Dos veces por día los alumnos recogen datos meteorológicos. Por la mañana, cuando el satélite meteorológico TERRA sobrevuela encima de la escuela, y por la tarde, cuando sobrevuela el AQUA. Los chicos deben estar atentos con el paso del satélite. Para eso deben calibrar al máximo la precisión de los datos de la masa nubosa, la visibilidad y el color del cielo. “También se miden las estelas de vapor originadas por aeronaves y los tipos de nubes”, señala Pugliese como si ahora mismo volaramos por el espacio.

Además, datos de cubierta superficial, como por ejemplo si hay agua estancada o si está lloviendo y, por último,los indicadores atmosféricos otorgados por los instrumentos ubicados en la caseta meteorológica.

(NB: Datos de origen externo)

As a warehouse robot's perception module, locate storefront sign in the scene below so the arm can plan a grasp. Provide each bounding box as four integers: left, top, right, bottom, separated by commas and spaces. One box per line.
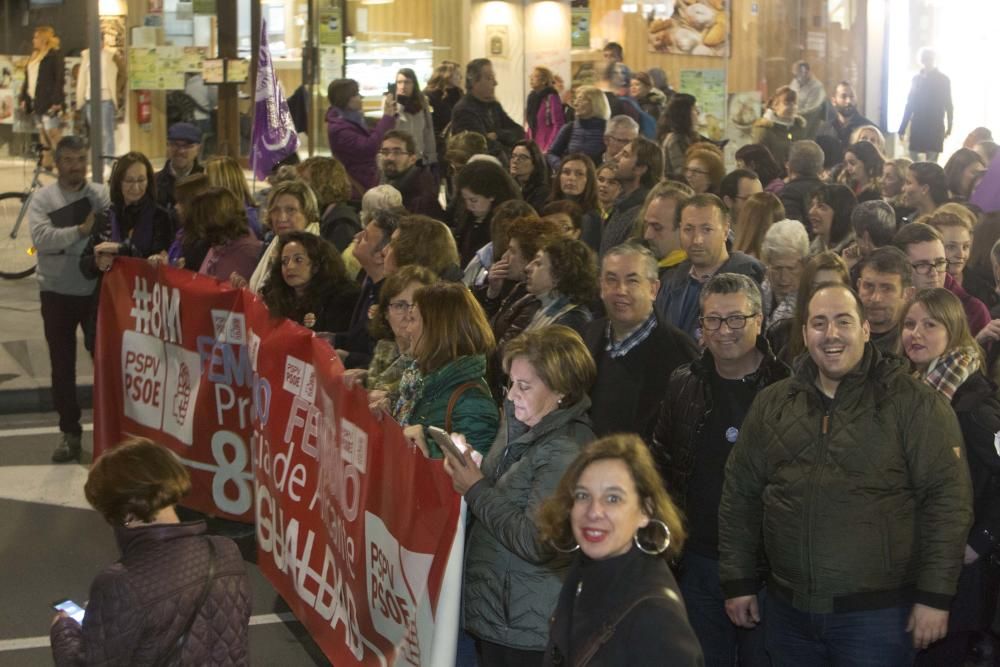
94, 259, 463, 665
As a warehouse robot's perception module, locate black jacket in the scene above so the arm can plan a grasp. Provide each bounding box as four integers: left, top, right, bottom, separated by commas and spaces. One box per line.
583, 318, 698, 442
18, 51, 66, 114
542, 547, 705, 667
650, 337, 789, 510
951, 372, 1000, 556
451, 94, 524, 162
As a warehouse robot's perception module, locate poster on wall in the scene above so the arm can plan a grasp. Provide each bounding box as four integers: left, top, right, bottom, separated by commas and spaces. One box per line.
486, 25, 510, 60
725, 90, 763, 167
646, 0, 731, 58
680, 69, 726, 141
570, 7, 590, 49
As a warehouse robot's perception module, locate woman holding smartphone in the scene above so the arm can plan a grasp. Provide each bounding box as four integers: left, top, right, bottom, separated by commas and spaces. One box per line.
444, 325, 597, 667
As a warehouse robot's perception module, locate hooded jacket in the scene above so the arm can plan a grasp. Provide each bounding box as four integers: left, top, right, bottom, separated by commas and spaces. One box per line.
462, 396, 594, 651
719, 344, 972, 613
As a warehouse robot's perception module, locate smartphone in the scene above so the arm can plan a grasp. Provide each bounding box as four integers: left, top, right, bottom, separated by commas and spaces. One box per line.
52, 600, 87, 623
427, 426, 469, 468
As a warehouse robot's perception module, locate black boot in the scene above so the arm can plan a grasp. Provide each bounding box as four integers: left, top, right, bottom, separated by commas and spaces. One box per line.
52, 433, 80, 463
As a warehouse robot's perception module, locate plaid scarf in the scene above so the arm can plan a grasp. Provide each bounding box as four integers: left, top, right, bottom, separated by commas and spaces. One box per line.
922, 347, 979, 401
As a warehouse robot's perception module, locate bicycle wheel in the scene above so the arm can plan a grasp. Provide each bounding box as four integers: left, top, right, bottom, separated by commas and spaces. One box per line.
0, 192, 37, 280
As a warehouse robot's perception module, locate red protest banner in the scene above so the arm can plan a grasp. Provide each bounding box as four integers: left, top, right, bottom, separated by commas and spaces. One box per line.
94, 260, 462, 665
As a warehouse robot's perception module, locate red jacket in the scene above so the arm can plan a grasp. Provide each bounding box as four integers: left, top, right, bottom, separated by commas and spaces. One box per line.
50, 521, 250, 667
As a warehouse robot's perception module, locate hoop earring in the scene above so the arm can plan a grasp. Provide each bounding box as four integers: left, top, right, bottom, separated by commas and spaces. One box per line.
549, 540, 580, 554
632, 519, 670, 556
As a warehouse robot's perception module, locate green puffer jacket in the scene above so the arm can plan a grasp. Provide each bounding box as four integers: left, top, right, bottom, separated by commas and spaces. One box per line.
410, 354, 500, 459
719, 344, 972, 613
462, 396, 594, 651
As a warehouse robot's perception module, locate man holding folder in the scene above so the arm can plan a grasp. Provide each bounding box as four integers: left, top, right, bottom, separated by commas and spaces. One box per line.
28, 136, 111, 463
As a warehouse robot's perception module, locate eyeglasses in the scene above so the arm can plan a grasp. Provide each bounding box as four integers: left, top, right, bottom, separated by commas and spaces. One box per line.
389, 301, 416, 315
698, 313, 758, 331
910, 257, 948, 276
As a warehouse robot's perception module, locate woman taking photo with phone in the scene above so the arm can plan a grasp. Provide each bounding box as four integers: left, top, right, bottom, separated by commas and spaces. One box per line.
444, 325, 597, 667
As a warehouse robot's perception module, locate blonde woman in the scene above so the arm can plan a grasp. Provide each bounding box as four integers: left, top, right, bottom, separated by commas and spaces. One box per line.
18, 25, 66, 170
546, 86, 611, 169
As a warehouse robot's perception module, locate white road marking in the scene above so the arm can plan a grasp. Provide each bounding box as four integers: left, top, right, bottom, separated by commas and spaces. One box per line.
0, 611, 299, 653
0, 424, 94, 438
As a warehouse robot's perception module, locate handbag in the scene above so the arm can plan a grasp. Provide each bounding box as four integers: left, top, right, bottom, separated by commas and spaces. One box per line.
153, 536, 215, 667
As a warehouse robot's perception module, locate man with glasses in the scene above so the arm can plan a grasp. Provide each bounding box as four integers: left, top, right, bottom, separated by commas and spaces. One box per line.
656, 194, 764, 340
601, 137, 663, 254
651, 273, 788, 667
601, 115, 639, 162
378, 130, 444, 220
583, 242, 698, 443
892, 222, 990, 336
857, 246, 914, 357
156, 123, 205, 209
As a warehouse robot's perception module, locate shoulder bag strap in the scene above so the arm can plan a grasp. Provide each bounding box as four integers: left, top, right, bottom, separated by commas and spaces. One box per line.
576, 594, 662, 667
444, 381, 486, 433
155, 536, 215, 667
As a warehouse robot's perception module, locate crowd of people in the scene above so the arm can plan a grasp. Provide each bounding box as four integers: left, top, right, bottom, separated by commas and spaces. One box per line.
30, 45, 1000, 666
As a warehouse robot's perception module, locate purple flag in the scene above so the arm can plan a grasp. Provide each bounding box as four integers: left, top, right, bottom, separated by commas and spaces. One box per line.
250, 19, 299, 180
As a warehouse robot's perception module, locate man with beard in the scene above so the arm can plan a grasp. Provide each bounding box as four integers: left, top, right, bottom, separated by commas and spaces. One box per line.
816, 81, 878, 151
378, 130, 444, 220
28, 136, 111, 463
650, 273, 788, 667
601, 137, 663, 254
857, 246, 914, 357
583, 243, 698, 442
656, 194, 764, 340
719, 283, 972, 667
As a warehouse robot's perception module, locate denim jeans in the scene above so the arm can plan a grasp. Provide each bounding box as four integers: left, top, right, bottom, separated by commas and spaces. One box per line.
84, 100, 115, 164
677, 551, 771, 667
765, 594, 914, 667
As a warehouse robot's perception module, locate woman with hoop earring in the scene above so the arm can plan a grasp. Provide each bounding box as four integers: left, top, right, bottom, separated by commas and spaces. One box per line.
445, 325, 597, 667
538, 434, 705, 667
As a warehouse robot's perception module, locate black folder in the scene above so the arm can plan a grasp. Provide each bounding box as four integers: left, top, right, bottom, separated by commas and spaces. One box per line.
49, 197, 94, 229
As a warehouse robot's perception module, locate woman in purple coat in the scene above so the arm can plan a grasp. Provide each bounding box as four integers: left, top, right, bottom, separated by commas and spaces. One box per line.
326, 79, 396, 200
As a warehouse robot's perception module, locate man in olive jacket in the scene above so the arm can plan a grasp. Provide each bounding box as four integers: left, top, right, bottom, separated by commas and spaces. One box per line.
719, 284, 972, 666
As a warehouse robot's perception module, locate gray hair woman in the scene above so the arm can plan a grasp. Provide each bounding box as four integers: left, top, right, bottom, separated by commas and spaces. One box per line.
761, 219, 809, 331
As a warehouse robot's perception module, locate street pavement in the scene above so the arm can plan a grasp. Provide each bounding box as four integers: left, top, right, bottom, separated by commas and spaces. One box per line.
0, 160, 329, 667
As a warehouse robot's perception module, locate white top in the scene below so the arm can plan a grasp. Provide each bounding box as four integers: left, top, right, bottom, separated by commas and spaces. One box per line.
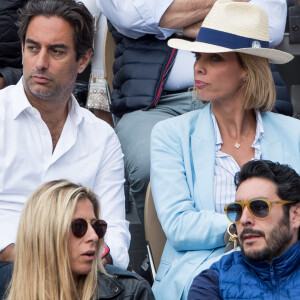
97, 0, 287, 91
0, 79, 130, 268
211, 110, 264, 213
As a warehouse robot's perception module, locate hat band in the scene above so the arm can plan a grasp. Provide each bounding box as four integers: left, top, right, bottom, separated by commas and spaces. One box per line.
196, 27, 270, 49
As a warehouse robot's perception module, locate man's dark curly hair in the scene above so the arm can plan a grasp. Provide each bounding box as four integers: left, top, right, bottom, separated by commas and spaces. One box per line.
17, 0, 95, 60
234, 160, 300, 202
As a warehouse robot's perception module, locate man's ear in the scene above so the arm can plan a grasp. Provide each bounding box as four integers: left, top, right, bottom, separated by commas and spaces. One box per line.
290, 203, 300, 229
77, 49, 93, 73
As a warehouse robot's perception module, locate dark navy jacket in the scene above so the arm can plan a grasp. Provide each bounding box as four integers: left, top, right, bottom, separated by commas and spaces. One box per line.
108, 22, 177, 116
188, 241, 300, 300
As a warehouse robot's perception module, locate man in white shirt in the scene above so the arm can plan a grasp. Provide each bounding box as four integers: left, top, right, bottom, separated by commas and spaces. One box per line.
0, 0, 130, 273
97, 0, 287, 220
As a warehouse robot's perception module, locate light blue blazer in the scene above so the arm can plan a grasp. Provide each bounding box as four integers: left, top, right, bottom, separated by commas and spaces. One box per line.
150, 104, 300, 300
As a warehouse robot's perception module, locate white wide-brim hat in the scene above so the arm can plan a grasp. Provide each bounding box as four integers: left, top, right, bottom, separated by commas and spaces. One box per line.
168, 0, 294, 64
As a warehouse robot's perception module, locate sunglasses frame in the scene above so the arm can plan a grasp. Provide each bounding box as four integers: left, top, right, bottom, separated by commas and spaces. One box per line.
71, 218, 107, 239
224, 198, 295, 223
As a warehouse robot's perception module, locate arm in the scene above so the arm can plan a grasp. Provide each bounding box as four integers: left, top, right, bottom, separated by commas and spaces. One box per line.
159, 0, 216, 28
97, 0, 175, 39
93, 127, 130, 268
250, 0, 287, 47
150, 119, 228, 251
188, 269, 222, 300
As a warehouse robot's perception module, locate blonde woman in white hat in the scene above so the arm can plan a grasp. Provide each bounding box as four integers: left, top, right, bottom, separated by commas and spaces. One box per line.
151, 0, 300, 300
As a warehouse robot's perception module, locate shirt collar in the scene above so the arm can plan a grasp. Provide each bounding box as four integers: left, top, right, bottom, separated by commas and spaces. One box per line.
13, 77, 84, 125
13, 77, 32, 119
210, 109, 264, 150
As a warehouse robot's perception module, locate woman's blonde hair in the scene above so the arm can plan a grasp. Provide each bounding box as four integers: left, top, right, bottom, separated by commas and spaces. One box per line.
193, 53, 276, 112
8, 180, 105, 300
237, 53, 276, 112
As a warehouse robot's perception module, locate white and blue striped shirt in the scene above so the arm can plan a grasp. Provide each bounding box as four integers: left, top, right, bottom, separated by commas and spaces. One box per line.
211, 110, 264, 213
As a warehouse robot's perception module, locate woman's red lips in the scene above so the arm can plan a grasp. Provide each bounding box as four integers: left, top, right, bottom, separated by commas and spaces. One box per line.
195, 80, 208, 89
82, 250, 96, 256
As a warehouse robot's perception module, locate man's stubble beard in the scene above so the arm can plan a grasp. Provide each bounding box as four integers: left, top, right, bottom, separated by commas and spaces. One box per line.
240, 215, 293, 261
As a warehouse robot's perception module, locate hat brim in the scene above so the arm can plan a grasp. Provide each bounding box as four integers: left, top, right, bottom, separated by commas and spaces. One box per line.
168, 39, 294, 64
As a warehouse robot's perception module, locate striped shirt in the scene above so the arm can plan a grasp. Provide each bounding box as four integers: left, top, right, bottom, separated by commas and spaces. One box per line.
211, 110, 264, 213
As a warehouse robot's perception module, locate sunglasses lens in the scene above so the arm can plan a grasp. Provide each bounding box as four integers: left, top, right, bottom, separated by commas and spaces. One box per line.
250, 200, 269, 218
71, 219, 87, 238
92, 220, 107, 239
227, 203, 243, 222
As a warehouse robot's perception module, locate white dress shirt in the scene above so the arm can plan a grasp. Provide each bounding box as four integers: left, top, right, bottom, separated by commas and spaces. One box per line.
0, 79, 130, 268
97, 0, 287, 91
211, 110, 264, 213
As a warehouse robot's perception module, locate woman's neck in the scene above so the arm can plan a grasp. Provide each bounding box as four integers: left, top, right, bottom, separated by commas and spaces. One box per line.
211, 98, 256, 141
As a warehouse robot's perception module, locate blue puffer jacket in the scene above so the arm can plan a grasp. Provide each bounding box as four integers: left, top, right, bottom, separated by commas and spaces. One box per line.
211, 241, 300, 300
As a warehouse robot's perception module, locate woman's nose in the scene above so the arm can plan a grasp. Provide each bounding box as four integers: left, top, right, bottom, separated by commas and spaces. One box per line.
86, 224, 99, 242
194, 57, 206, 74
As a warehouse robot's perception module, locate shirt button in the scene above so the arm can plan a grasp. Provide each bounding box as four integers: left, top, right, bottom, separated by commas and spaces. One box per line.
172, 259, 177, 267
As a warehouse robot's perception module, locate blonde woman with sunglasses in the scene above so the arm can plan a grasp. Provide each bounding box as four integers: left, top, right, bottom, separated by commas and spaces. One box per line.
4, 180, 154, 300
150, 0, 300, 300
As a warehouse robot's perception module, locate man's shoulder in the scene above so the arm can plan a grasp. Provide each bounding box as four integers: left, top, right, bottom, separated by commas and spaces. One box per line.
211, 251, 243, 272
78, 107, 114, 134
98, 265, 154, 300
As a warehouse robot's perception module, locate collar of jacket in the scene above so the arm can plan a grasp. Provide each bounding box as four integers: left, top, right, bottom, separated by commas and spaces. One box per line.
98, 272, 124, 299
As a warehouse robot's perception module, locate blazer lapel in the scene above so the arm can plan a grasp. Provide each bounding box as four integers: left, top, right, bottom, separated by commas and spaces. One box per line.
191, 105, 215, 210
261, 114, 283, 162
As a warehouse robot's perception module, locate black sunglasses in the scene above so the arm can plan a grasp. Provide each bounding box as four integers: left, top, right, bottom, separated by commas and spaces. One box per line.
71, 218, 107, 239
224, 199, 294, 222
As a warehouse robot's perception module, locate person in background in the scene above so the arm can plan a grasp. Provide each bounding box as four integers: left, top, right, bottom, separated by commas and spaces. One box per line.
188, 160, 300, 300
0, 0, 130, 282
0, 0, 27, 89
97, 0, 291, 222
151, 0, 300, 300
76, 0, 113, 127
0, 180, 154, 300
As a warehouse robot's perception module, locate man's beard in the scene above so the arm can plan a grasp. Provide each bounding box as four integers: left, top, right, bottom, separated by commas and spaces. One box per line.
240, 215, 293, 261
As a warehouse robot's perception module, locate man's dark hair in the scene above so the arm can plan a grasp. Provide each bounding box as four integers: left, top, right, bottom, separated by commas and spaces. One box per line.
234, 160, 300, 233
17, 0, 95, 60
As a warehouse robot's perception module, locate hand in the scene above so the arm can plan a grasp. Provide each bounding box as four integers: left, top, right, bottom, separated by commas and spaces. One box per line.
102, 253, 113, 267
0, 244, 15, 262
0, 77, 6, 90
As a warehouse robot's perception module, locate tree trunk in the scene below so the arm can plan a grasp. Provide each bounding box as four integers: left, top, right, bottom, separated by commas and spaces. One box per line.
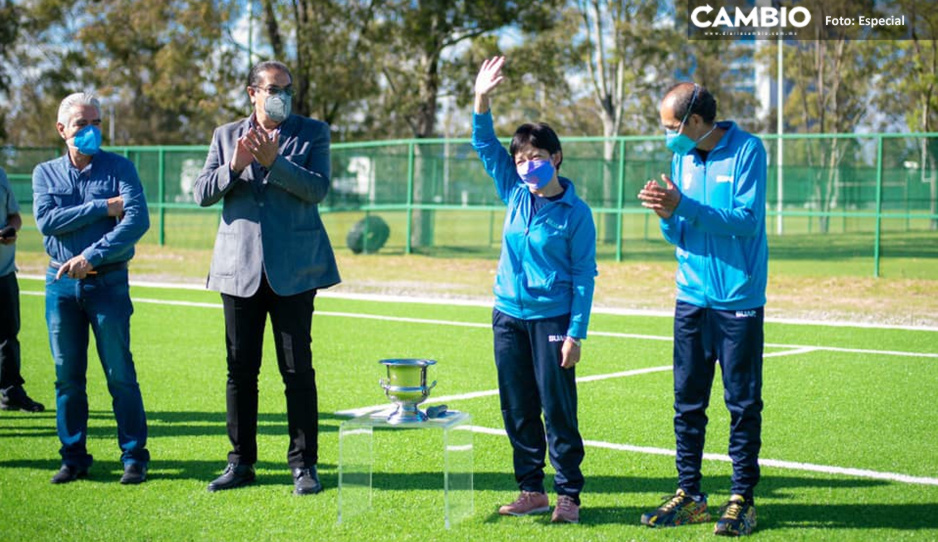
602, 123, 621, 243
410, 52, 440, 251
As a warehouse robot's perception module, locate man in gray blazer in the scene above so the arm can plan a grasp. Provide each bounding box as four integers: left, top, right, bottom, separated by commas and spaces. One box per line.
193, 61, 340, 495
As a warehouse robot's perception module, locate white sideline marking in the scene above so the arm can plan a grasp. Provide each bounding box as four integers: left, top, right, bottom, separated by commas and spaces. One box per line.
21, 288, 938, 486
336, 347, 814, 417
20, 290, 938, 359
17, 274, 938, 331
462, 425, 938, 486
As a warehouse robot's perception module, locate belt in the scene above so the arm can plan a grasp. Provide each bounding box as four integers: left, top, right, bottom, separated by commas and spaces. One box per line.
49, 260, 127, 275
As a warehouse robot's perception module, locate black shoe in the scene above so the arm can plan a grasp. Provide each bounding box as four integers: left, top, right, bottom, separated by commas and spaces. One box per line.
293, 465, 322, 495
0, 386, 46, 412
208, 463, 254, 491
121, 463, 147, 484
52, 465, 88, 484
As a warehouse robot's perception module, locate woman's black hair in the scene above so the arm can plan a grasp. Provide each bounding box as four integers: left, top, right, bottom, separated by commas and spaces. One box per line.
508, 122, 563, 170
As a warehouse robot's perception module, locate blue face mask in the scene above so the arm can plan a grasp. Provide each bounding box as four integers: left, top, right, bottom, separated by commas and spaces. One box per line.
72, 124, 101, 156
664, 128, 697, 156
664, 84, 704, 156
518, 160, 554, 190
264, 92, 293, 122
664, 124, 717, 156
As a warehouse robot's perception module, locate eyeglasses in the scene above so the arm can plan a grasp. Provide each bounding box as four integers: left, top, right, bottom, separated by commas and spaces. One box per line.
254, 85, 294, 97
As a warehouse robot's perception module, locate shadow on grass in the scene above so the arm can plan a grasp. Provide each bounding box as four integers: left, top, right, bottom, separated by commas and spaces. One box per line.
0, 410, 346, 439
0, 458, 338, 487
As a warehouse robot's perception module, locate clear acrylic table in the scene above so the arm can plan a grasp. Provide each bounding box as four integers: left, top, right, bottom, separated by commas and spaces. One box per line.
338, 411, 474, 529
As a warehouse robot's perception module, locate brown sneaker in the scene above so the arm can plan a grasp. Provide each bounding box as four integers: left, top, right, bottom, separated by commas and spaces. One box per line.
550, 495, 580, 523
498, 491, 550, 516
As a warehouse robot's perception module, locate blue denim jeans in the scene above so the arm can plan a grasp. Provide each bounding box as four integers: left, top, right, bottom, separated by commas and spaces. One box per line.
46, 268, 150, 468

“Con la Nasa nos manejamos por e-mail”, dice como si nada sobre el envío de los resultados. La Agencia reúne y analiza los datos de los satélites lanzados por el mundo. 

Florencia Torchelli, de quinto año, dice estar viviendo una experiencia única: “Es un orgullo ser parte de este proyecto y saber que estamos dentro de los mejores colegios del mundo que mandan los reportes y que coincidimos con lo que informa el satélite.

¡Me encanta! 

Así expresa su entusiasmo Micaela Lucca: “Este proyecto significa mucho, me siento orgullosa de la escuela, jamás pensé que íbamos a llegar tan lejos. La verdad es que el profe es un genio, sin él no hubiésemos llegado nunca al Ranking de Oro”. Ignacio Carrizo, también de quinto, se suma a ese sentimiento: “Me siento orgulloso y contento de ser parte de este proyecto en una escuela de mi barrio”.

Participan alumnos de primero a sexto año, divididos en dos grupos por turnos. Se trata de una actividad inclusiva,ya que también participan alumnos con capacidades diferentes. “Este proyecto no tiene fecha de caducidad, así que tenemos el compromiso de motivar a nuestros alumnos para que sigan alguna carrera afín a la meteorología”, se empeña Pugliese.

“En nuestro país hay una necesidad imperiosa de tener más meteorólogos, dada la importancia de la producción agrícola. Incluso desde el Estado hay un impulso a través de becas educativas para carreras vinculadas con las Ciencias de la Atmósfera, y desde nuestro lugar queremos difundir esta posibilidad para el futuro de nuestros estudiantes”, enfatiza.

Con respecto al comportamiento de los chicos, el profe destaca que este proyecto sirvió para mejorar la conducta de algunos alumnos, porque permitió crear un vínculo más profundo y más allá del que se puede establecer dentro del aula en una clase diaria.

Entre las cuatro mil escuelas del mundo que participan, la escuela de Tapiales se ubica entre las más destacadas. “Desde que empezamos a colaborar con nuestros informes hasta hoy estamos en el Ranking de Plata que emite la NASA entre todas las escuelas participantes. En junio estuvimos en el Ranking de Oro”, recuerda.